Explanation: case_when checks each condition top-to-bottom. The first match wins. The trailing TRUE ~ "low" is the catch-all.

After mastering ifelse, look at:

  • dplyr::if_else(): type-strict variant
  • dplyr::case_when(): 3+ branches
  • tidyr::replace_na(): targeted NA replacement
  • dplyr::coalesce(): first-non-NA pick across vectors
  • dplyr::recode(): 1-to-1 value mapping
  • cut(): bin numeric into intervals

For categorical recoding, forcats::fct_recode() is the cleanest tidyverse tool.

FAQ

What is the difference between if and ifelse in R?

if is a scalar control-flow statement: if (length(x) > 0) ... else .... ifelse is a vectorized function that works element-wise on logical vectors. Use if for code logic, ifelse for vector operations.

What is the difference between ifelse and dplyr if_else?

ifelse (base) is permissive about types and may strip Date / factor classes. dplyr::if_else() is strict: the yes, no, and missing must all be the same type. Use if_else for safer pipelines, ifelse for quick interactive work.

How do I write nested ifelse for multiple conditions?

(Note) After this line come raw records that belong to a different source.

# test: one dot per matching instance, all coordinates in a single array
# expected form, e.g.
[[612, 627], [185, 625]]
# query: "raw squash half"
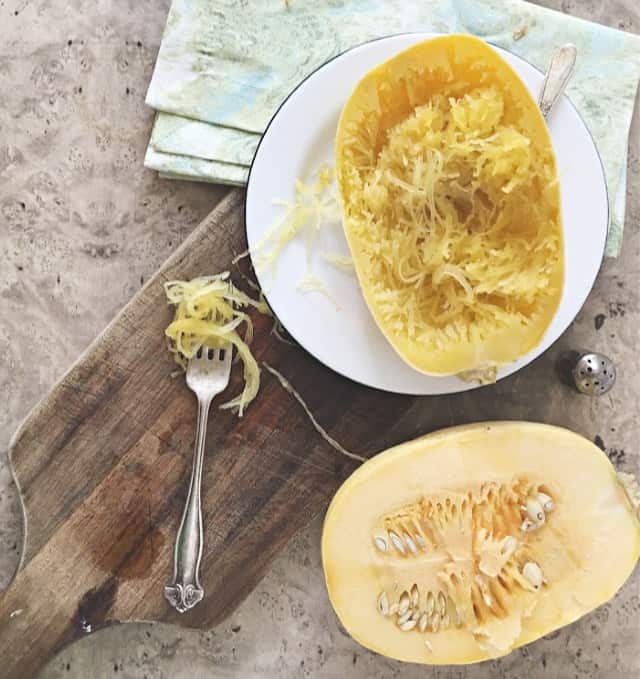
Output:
[[451, 206], [462, 545]]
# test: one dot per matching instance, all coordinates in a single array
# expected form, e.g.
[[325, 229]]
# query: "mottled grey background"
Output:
[[82, 225]]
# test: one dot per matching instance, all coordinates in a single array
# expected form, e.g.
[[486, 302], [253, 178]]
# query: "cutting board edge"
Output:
[[225, 203]]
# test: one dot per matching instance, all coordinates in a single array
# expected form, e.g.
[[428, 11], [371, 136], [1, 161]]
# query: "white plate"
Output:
[[300, 138]]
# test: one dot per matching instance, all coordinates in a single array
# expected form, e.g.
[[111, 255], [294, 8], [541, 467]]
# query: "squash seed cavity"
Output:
[[450, 536]]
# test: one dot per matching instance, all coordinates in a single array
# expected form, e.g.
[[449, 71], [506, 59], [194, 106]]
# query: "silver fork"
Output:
[[207, 375]]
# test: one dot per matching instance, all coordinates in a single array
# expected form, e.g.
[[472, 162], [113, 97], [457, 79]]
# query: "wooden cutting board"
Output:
[[102, 465]]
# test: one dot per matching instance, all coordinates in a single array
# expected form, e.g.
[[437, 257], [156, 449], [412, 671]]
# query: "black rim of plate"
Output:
[[465, 386]]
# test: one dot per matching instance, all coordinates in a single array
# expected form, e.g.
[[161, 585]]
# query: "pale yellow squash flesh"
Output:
[[586, 548], [451, 206]]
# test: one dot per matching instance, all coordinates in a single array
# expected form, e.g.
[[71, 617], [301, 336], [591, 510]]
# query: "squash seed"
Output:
[[422, 624], [415, 595], [453, 611], [397, 542], [535, 511], [410, 543], [431, 603], [442, 604], [404, 603], [406, 626], [404, 617], [383, 604], [532, 573], [435, 622], [381, 543], [509, 545], [546, 502]]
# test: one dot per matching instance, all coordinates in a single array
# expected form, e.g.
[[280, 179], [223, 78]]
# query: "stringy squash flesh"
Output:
[[467, 543], [450, 203]]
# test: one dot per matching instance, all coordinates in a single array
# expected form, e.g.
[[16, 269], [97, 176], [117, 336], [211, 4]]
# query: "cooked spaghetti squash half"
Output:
[[451, 206]]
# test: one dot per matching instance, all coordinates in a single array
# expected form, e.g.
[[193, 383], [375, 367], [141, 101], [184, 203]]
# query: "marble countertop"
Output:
[[82, 225]]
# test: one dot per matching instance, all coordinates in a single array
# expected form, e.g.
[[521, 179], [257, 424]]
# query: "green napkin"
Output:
[[224, 66]]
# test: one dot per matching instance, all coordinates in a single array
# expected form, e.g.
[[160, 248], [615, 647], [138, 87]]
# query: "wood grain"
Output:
[[102, 466]]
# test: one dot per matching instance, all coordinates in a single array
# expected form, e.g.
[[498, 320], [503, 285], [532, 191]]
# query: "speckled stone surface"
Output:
[[82, 224]]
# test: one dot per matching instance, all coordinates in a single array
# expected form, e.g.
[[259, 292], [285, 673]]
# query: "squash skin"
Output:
[[446, 456], [380, 89]]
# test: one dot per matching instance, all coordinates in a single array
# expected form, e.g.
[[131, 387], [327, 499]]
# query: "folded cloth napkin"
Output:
[[224, 66]]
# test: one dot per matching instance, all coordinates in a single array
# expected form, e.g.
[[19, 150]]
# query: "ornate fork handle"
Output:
[[560, 71], [185, 590]]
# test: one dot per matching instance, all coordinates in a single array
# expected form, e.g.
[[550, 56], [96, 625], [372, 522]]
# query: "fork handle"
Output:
[[185, 591]]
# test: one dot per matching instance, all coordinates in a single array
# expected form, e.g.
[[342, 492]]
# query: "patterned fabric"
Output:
[[225, 65]]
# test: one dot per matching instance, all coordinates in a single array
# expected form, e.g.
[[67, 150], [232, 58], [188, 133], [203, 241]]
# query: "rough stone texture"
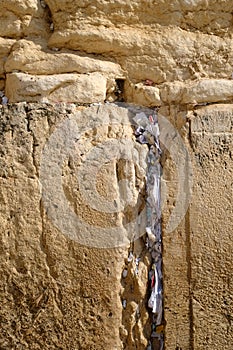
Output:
[[176, 55], [211, 226], [56, 293], [80, 88]]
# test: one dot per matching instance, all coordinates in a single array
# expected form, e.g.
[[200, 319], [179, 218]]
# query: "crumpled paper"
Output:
[[147, 132]]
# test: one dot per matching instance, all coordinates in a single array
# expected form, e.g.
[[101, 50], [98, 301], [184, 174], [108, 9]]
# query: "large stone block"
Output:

ifelse(cond1, val1, ifelse(cond2, val2, val3)) works but quickly becomes unreadable. Use dplyr::case_when() instead for 3+ branches.

How do I replace NAs with ifelse?

ifelse(is.na(x), 0, x) replaces NAs with 0. Or use tidyr::replace_na(x, 0) / dplyr::coalesce(x, 0).

Why does ifelse change my Date column to a number?

ifelse strips attributes (class, factor levels). For Dates, POSIXct, factors, use dplyr::if_else() which preserves class, or convert with as.Date() after.